We have an SPA using React and would like to allow the user to change his/her phone number used for MFA. The approach we wanted to take is the following because it doesn’t require us to build our own UI:
On the frontend, list and remove the MFA then force the user to sign in again, this will force them to enter a new phone number for MFA
However this leaves the user without MFA for a short period of time which is a security issue. This is why we would like to know if there is an way to force the user to enroll a new authenticator without deleting the old first using universal login.
Welcome to the Auth0 Community and thank you for the interest in this use case!
I believe the best approach in this situation is to utilize our following endpoint in order to update the user’s authentication method. This way, a new MFA can be set for the new phone number without leaving the user without an MFA method.

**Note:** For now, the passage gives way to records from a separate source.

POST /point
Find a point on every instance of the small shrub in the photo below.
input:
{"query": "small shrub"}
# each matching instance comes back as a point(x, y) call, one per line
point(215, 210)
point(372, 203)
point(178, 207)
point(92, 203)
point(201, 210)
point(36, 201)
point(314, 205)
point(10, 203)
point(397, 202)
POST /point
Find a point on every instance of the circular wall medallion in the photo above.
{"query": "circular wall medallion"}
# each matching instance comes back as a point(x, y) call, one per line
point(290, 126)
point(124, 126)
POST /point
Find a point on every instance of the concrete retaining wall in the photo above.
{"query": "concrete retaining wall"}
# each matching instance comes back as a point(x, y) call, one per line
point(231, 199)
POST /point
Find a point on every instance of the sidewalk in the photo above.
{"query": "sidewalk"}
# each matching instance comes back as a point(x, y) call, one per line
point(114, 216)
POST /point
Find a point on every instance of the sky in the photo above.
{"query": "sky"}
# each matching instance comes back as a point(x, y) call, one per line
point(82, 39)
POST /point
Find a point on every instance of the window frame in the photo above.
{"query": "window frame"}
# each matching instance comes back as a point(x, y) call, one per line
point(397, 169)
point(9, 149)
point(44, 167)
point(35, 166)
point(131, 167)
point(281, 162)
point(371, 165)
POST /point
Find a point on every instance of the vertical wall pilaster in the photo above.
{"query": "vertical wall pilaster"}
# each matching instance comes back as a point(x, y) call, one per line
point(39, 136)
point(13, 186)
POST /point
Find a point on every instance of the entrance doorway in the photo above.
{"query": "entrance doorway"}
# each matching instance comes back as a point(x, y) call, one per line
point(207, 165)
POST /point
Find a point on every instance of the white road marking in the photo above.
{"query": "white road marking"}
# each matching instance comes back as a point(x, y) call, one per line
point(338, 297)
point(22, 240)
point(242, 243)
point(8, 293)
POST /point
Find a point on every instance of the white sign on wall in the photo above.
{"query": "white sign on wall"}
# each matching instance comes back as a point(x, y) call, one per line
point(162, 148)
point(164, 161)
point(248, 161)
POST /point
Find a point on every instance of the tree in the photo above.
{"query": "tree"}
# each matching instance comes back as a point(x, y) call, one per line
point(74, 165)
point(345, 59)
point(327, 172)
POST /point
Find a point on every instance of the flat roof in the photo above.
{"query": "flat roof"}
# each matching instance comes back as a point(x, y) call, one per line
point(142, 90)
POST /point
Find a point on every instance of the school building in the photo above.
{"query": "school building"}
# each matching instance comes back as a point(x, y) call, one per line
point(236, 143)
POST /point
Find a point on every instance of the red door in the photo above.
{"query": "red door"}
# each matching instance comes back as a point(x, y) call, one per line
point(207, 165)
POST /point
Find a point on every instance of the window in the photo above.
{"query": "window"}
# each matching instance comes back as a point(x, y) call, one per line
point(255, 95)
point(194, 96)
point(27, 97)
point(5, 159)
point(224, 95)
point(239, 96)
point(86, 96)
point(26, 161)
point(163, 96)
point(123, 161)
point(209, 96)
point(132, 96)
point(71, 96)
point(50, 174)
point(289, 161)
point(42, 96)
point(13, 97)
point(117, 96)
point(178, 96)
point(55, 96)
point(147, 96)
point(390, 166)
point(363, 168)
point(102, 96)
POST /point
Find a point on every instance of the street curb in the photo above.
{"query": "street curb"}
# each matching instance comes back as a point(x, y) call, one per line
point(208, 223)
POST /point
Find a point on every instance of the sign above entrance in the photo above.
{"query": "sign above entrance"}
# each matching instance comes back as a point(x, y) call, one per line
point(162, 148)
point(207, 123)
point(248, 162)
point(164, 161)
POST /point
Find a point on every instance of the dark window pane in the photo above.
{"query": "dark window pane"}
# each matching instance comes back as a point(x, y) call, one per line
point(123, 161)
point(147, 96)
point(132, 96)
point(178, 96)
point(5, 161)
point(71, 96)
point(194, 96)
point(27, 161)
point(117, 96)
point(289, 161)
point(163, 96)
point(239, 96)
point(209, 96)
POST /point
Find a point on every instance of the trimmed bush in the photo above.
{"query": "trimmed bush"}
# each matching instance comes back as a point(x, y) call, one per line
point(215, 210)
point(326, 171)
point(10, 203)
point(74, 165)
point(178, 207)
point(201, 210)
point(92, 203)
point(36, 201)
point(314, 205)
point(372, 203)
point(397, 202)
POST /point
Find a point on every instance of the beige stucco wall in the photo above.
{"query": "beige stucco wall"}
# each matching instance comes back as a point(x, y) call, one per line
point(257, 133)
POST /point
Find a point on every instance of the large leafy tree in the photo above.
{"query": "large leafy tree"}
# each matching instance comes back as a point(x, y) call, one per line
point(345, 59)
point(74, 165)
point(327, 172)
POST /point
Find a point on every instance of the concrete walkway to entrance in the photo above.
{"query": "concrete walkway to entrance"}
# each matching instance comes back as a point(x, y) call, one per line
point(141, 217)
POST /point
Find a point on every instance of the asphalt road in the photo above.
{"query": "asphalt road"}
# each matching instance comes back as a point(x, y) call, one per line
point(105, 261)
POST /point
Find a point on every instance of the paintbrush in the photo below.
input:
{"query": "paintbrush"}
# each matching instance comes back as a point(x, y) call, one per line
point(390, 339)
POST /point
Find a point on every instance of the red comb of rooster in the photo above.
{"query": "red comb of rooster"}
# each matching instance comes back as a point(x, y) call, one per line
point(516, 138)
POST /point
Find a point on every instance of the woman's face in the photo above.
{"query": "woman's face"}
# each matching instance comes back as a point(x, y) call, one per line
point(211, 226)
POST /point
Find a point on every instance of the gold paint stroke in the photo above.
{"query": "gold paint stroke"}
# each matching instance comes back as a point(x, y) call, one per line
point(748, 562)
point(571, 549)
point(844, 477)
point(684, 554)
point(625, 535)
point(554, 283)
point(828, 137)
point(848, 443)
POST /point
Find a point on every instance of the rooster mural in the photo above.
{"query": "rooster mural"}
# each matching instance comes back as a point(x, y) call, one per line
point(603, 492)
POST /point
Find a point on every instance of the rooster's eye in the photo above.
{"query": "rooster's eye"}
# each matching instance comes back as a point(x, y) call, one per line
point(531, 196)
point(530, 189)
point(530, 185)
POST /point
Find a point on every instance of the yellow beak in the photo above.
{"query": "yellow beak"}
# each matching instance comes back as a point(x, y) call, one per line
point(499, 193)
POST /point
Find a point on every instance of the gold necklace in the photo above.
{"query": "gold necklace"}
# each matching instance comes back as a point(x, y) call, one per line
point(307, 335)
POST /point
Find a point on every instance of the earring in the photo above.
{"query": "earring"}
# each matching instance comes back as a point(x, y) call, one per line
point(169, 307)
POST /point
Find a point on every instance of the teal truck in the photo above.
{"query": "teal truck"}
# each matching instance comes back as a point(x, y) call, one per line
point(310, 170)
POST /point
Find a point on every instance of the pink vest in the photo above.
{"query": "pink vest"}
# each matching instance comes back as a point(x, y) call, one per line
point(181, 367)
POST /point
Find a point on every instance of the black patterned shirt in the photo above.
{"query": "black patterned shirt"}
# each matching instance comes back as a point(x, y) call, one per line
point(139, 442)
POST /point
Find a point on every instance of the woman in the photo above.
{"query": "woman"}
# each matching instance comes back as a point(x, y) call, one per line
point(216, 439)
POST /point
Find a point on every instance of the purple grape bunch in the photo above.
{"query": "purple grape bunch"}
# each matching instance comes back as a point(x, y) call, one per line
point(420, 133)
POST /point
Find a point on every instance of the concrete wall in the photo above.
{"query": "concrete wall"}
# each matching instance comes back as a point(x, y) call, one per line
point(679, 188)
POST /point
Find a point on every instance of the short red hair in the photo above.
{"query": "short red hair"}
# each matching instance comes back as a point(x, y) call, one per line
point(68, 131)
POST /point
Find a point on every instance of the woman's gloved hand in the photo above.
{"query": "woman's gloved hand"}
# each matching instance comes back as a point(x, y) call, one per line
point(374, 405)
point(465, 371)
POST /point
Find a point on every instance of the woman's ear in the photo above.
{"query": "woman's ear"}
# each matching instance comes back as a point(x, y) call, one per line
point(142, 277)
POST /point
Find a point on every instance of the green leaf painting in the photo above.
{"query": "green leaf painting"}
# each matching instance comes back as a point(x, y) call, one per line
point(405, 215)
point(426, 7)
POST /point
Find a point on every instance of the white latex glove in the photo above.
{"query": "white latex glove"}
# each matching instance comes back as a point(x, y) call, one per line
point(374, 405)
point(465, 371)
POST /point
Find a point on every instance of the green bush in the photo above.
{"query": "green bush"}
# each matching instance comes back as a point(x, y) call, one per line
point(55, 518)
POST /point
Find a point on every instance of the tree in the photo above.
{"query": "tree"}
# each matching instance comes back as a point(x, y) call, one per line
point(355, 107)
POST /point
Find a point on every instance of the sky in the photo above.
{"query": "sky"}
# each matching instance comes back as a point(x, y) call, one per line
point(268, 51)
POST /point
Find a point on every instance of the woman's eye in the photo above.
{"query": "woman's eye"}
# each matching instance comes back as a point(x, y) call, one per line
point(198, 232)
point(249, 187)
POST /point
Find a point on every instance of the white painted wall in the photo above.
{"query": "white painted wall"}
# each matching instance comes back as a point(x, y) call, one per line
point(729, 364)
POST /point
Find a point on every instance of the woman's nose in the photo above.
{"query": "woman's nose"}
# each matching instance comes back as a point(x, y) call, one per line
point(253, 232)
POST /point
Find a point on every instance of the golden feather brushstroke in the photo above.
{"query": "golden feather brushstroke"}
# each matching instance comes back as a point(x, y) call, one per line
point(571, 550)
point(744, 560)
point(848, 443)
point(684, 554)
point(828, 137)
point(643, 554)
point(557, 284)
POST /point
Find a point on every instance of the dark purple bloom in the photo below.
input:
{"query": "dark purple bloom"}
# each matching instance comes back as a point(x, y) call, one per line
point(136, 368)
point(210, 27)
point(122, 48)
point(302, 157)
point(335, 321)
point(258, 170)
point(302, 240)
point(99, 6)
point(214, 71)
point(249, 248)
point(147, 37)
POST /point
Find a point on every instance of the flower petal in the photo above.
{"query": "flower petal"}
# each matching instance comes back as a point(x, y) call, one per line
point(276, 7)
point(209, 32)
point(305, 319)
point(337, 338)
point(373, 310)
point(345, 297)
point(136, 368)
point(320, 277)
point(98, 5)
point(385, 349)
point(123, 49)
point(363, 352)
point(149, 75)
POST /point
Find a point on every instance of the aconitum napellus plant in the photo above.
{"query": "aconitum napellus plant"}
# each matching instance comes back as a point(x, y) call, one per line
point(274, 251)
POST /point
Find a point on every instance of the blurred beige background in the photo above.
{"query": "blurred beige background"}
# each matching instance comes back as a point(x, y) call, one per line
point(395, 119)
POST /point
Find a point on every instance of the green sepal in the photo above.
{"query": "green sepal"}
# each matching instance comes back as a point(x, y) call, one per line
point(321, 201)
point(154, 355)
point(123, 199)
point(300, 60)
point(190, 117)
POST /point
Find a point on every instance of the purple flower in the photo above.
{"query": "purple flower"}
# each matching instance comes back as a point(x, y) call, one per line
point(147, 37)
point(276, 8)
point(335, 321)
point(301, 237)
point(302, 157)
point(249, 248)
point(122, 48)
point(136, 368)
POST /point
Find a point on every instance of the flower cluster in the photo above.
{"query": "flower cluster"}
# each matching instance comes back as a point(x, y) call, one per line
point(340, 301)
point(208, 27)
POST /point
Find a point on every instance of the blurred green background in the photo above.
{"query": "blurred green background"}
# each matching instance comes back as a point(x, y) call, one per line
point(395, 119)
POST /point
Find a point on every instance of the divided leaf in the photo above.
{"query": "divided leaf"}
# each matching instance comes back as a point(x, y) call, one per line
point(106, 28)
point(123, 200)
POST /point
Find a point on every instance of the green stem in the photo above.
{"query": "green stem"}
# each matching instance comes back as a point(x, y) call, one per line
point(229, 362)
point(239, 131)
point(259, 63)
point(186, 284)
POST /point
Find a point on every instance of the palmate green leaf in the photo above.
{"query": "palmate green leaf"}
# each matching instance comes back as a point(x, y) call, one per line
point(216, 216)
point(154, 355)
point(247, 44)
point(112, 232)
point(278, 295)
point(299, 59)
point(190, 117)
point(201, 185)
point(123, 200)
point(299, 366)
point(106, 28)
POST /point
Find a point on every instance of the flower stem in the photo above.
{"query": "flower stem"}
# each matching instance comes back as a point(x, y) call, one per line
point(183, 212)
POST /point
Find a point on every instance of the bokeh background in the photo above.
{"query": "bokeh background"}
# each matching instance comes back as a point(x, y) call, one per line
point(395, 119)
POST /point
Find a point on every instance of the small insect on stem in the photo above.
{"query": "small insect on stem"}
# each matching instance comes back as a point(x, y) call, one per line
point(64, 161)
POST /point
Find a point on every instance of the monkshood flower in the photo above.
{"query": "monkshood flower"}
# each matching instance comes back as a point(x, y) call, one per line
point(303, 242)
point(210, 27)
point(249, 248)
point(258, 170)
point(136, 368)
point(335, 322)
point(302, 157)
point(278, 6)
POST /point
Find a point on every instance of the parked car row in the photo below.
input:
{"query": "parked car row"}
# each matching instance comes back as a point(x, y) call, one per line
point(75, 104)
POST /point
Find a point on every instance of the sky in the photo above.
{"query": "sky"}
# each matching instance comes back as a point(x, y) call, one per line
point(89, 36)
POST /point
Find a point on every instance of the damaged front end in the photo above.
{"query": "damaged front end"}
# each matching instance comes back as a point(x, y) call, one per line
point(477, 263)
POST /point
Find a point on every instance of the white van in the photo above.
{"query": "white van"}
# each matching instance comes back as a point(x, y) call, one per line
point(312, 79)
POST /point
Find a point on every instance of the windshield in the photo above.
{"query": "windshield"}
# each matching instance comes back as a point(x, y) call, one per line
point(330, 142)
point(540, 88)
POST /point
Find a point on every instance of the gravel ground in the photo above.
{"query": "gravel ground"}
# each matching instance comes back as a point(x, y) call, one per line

In addition, if you wish to prompt the user for MFA, a flow can be created based on the user’s app_metadata ( that the user cannot edit ) - you can enrich it with something like updated_number : true, configure your Action to trigger when this is detected and push the prompt. Once the MFA has been reset, the updated_number can be set to false.
What about intializing an authorize call with the mfa audience, and having a postLoginAction that looks at the app_metadata and conditionally requires them to enroll an additional factor? My app will receive the access token scoped to delete:autheniticators and I’ll clean up the old authenticator once back in the app.